Если угроза автоматизации остается гораздо меньшей, чем экзистенциальные проблемы трещащей по швам, неспособной расти и начинающей проявлять неизбежные признаки гниения капиталистической мир-системы, тогда мы, безусловно, должны начать искать другие пути. Бенанав утверждает, что ни неокейнсианство, ни программы UBI (безусловного базового дохода) не являются адекватными решениями. Без общественного движения, способного приступить к поиску типа производства, которое могло бы реально передать средства нашего труда в наши же руки, единичные реформы неизбежно остаются уязвимыми перед капиталистическим ударом. Беря во внимание, что большинство рабочих «получают низкую зарплату, вынуждены покидать города, лишены общественных услуг, не состоят в профсоюзах и не занимаются деятельностью в стратегических сферах экономики», Смит сомневается, что какие-либо остаточные формы организации XX века смогут адекватно справиться с фрагментированными и изолированными условиями отчуждения, в которых многие сейчас работают. Повторяя старый ленинский вопрос, что делать?
Breaking Things at Work
В то время как Бенанав и Смит дают ключевое представление о причинах глобального застоя и его влиянии на выполняемую нами работу, Гэвин Мюллер в своей книге Breaking Things at Work («Разрушая вещи на работе») рассматривает ситуацию с совершенно иной точки зрения, сосредотачивая внимание на рабочих, которые с самого начала боролись против механизации и автоматизации. Он рассказывает культурную историю уничтожения машин как революционной практики, направленной против натиска капитала, пытающегося взять под свой контроль рабочие места. Работа Мюллера — контристория автоматизации. Она поможет тем, кто на каждом шагу давал отпор и хотел в отношении работы сохранить как можно большую коллективную автономию. Мюллер утверждает, что технологии «лишают людей чувства контроля над своей жизнью, чувства, что они могут устанавливать в своем мире правила». Он фокусируется на луддитах, группе «недовольных ткачей, резчиков и других текстильных работников», которые в 1810-х годах предприняли в Великобритании ряд тайных бунтов против машин, протестуя против внедрения новых технологий, которые превратили бы их профессии в сдельщину без квалификации. Он быстро рассеивает ложное, но распространенное представление о луддизме как о синониме непонятного обскурантского примитивизма, а вместо этого переосмысляет наследие луддитов как коллективные действия обычных рабочих, направленные против нежелательных изменений в условиях труда. Следуя формулировке Мюллера, «быть хорошим марксистом — значит быть луддитом». Луддиты служат источником вдохновения для нашего настоящего. Они знаменуют собой традицию, из которой следует извлечь уроки. Они могут напомнить: несмотря на всех этих менеджеров и охранников, размещенных на наших рабочих местах для обеспечения пущей бесперебойности работы, сами рабочие всегда всегда могут сопротивляться попыткам подгонять и деквалифицировать труд.

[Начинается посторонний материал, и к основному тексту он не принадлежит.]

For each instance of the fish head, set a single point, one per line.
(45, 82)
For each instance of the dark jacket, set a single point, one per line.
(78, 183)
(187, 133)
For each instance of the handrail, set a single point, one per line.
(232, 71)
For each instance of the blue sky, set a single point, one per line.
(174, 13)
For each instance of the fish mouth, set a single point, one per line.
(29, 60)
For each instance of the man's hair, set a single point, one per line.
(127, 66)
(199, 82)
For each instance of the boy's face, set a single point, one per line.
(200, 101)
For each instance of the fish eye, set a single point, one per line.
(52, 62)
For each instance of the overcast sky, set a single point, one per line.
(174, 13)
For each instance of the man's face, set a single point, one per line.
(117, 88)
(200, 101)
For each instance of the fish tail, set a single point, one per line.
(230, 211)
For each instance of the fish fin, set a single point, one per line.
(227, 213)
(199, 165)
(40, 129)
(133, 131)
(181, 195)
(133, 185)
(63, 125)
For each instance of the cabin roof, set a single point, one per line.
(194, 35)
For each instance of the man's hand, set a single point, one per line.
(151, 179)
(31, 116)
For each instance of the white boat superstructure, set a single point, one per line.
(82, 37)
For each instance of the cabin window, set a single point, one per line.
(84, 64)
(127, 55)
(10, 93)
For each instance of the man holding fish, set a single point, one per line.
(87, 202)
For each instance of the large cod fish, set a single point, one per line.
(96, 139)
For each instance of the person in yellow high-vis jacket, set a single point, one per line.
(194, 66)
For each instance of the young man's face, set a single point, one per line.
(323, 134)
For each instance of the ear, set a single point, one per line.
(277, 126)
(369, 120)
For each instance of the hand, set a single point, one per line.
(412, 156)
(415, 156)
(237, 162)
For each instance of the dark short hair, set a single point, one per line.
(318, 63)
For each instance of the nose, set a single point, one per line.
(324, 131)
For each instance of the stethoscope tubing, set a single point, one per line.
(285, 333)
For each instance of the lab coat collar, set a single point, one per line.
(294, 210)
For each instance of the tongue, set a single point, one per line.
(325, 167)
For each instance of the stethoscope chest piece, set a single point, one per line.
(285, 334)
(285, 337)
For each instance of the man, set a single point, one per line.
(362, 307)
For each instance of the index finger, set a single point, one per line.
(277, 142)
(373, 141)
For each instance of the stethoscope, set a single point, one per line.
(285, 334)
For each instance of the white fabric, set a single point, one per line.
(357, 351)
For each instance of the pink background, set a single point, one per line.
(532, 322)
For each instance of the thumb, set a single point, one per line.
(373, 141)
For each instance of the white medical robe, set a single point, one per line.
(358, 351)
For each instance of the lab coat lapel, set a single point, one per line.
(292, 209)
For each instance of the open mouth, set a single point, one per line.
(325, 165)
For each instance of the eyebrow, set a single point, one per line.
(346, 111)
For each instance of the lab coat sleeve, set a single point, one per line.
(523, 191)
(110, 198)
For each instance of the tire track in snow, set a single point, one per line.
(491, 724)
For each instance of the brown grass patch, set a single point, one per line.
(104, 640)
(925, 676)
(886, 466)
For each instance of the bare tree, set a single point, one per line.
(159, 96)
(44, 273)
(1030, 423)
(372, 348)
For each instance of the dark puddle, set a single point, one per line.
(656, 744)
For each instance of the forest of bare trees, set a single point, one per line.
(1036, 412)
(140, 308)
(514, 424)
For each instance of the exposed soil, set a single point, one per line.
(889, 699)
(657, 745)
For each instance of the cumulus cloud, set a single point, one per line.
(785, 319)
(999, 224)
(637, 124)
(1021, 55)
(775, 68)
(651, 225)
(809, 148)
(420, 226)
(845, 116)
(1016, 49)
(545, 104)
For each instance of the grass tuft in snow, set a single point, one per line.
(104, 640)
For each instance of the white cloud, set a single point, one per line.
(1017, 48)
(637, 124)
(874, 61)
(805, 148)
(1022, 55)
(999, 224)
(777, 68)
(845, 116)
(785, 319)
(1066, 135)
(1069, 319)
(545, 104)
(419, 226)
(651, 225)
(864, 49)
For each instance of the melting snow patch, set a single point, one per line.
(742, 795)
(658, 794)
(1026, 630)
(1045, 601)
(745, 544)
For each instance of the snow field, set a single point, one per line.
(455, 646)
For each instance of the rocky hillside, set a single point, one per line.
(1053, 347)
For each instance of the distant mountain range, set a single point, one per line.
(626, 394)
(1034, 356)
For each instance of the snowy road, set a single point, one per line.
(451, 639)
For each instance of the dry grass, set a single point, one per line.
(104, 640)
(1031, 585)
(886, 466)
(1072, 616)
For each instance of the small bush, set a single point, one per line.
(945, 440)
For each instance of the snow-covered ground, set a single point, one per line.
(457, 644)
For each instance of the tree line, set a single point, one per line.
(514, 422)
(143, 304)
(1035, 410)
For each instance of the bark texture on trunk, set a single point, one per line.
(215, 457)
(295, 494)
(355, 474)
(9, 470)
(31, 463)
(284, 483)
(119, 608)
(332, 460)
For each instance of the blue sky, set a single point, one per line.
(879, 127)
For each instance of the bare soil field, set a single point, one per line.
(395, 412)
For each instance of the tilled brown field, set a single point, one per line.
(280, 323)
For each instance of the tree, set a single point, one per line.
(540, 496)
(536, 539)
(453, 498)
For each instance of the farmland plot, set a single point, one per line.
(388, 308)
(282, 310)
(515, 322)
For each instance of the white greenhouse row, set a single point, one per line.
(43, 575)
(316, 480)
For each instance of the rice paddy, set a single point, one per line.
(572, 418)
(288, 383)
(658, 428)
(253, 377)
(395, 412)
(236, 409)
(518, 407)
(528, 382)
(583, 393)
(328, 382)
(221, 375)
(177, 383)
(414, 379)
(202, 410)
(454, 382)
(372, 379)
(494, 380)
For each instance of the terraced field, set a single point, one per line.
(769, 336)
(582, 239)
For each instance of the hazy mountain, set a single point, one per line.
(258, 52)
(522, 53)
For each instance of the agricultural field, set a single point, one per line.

Мюллер заявляет, что автоматизация не столько заменяет людей машинами, сколько полностью переделывает работу, «изолируя и перестраивая задачи, изменяя должностные инструкции и дробля профессии среднего звена». В течение истории рабочие не раз этому сопротивлялись, и их сопротивление включает луддитские методы, такие как дикие забастовки, замедление работы, саботаж, воровство и прямой отказ работать. Музыканты Союза в Сент-Луисе «заложили бомбы замедленного действия, которые повредили звуковое кинооборудование Vitaphone, на которое их заменил»; Американские солдаты во Вьетнаме отказывались выполнять приказы, уничтожали технику и убивали своих командиров; Совсем недавно докеры ILWU (Международный союз береговых и складских предприятий) в Сиэтле «повреждали грузовые вагоны, сбрасывали зерно и били окна бейсбольными битами во время разногласий по поводу их контракта», а работники склада Amazon продолжают находить способы бросить вызов режиму слежки, регламентирующему каждое их движение на рабочем месте. Breaking Things at Work объединяет это наследие в кумулятивную стратегию того, как мы бы могли объединиться для борьбы с каждодневными унижениями и невзгодами современной работы, выступая за децелерацию, «политику замедления изменений, подрыва технического прогресса и ограничения ненасытного капитала, а также политику попутного развития организованности и культивации воинственности».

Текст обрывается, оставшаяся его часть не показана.